Ran stared at him agape. "We can't afford that," he hissed. "It'll take all my allowance for the month just to get the books and documents. Dragon blood? That's--"
"I'll take care of it. Don't worry."
"You have less money than anyone I know. How can you possibly--"
Jair grinned and reached in his pocket. He pulled out a handful of dark poison-green scales, running them back and forth across his knuckles like coins. "I'll trade directly."
Andra returned after several minutes with three books, one of loose sheaves bound by hand that looked handwritten, and a tiny vial. Jair's eyebrows rose. So he kept dragon blood on hand? That wasn't normal. While it was a potent weapon for assassination, it was also incredibly magically dense and thus easy to detect. Even standing on the other side of the counter from the vial, Jair could feel its weight through his manabody like a strong magnet.
"This is the best I can do at the moment, there are more that I can obtain once I talk to my other branches throughout the city and collect them together."
Jair nodded. If he pressed him on the matter, he'd never admit that his storage locations were anywhere but inside the city, admitting you traded with ghost moon smugglers was very unacceptable by any reasonable standard.

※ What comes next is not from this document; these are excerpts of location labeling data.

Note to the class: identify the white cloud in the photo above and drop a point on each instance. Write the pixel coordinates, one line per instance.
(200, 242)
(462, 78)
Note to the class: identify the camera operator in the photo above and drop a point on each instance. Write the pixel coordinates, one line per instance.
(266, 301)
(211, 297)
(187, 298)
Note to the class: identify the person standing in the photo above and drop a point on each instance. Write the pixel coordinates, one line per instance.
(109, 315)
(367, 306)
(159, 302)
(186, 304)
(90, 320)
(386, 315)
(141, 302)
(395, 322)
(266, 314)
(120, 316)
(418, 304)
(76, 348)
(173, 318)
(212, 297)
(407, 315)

Ran paid for the books, Jair negotiated for the dragon blood - it was standard fire dragon type, from an Aragay Pyros, but still worth having. He didn’t haggle too much, though it cost him half his pilfered scales. He was more interested in establishing Andra as a personal contact than scraping for every coin. Information couldn’t be stolen once he’d obtained it.

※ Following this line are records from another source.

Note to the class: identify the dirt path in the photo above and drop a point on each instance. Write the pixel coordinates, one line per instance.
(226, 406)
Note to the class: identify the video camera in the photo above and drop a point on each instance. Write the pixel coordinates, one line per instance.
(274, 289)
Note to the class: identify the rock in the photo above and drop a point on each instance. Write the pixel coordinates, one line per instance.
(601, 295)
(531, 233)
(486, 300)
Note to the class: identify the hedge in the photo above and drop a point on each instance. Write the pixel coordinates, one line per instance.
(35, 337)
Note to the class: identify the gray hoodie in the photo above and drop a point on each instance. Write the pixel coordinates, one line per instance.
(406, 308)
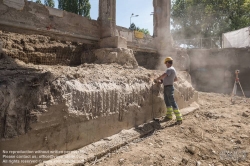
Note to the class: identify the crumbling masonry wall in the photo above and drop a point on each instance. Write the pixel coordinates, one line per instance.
(22, 16)
(213, 70)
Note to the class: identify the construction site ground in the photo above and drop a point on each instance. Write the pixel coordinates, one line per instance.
(217, 134)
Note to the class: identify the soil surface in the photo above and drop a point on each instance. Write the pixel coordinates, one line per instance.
(216, 135)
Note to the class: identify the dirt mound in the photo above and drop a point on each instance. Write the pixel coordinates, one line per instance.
(218, 134)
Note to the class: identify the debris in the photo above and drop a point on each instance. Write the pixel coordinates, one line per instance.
(121, 161)
(184, 161)
(244, 136)
(191, 149)
(244, 114)
(198, 163)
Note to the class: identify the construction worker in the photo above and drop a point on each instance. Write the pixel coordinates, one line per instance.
(168, 78)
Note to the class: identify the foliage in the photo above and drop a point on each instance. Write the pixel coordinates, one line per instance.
(208, 18)
(49, 3)
(80, 7)
(134, 28)
(38, 1)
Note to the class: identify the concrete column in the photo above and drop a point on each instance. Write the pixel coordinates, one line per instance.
(162, 34)
(107, 18)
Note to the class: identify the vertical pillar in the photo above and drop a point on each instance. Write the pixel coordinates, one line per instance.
(107, 19)
(162, 34)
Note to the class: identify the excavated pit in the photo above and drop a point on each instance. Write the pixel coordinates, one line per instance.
(54, 107)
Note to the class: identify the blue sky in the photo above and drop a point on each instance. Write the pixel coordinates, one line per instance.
(124, 9)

By the time Jair and Ran left the bookshop, the sun was high in the sky, piercing down through the ragged gaps in the thin canopies that covered the streets. The wind had died down, leaving the city stuffier than ever, the local medley of sweat and refuse even more offensive.
Unfortunately, that wasn't the only thing to have changed.

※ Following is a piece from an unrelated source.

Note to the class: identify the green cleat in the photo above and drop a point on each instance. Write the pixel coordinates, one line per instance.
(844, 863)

The pair of them emerged into the back street heading toward the center of the town, but Jair immediately flattened against the wall as he spotted a flash of crimson ahead.
Ran stopped short, frowning. "They've spread out into the city? Really?"
They must really want him badly. "Still not sure why."
"Wait here and I'll go ask." Ran started forward before Jair could protest. Then he turned back and grinned. “Subtly.”
Jair didn’t voice his concerns. He crept closer, staying out of sight but within earshot. If something went wrong he had to be ready to act.
Ran's voice cut through the surrounding chatter as Jair narrowed in on it.
"Excuse me, Sir Hyperion, may I inquire as to the purpose for your patrol in this area of town?"
"We're searching for a fugitive." There was a pause. "From your institute, too. You seen anyone around?"
"From the Institute? I only came out shopping with a friend, haven't met anyone else all afternoon."
"Well, you be careful if you do see anyone. This is a dangerous one."
"One of my classmates? Who could be so important?" Ran asked, his voice full of the exact right amount of incredulity, awe, and childish eagerness.
So maybe he was capable of being subtle, in his own particular ways.
The guard lowered his voice. "Jair Welburne."
He didn't even say it right, pronouncing it like 'chair' instead of giving the J the proper zh undertones and completely ignoring the second syllable. Must have read it from a page. Jair wondered if it would be worth the trouble of officially changing his name to do away with all the confusion. Surely there was some way to write it that wouldn't be so confusing to these people. Add an apostrophe? Ja'ir? No, that didn't convey the long E. Jha'Eer? He hated the look of it, but...
"And what's he done to warrant this kind of manhunt?" Ran's voice cut through his woolgathering, and Jair leaned closer to listen.
"Put together some convoluted scheme. Thought he was real clever about it, acting the victim. Well, we're not going to stand for that."
“What kind of scheme could an academy student possibly put together that would require your intervention?”
The Hyperion guard’s reply was grim. “Orchestrating the assassination of Garow Firdon.”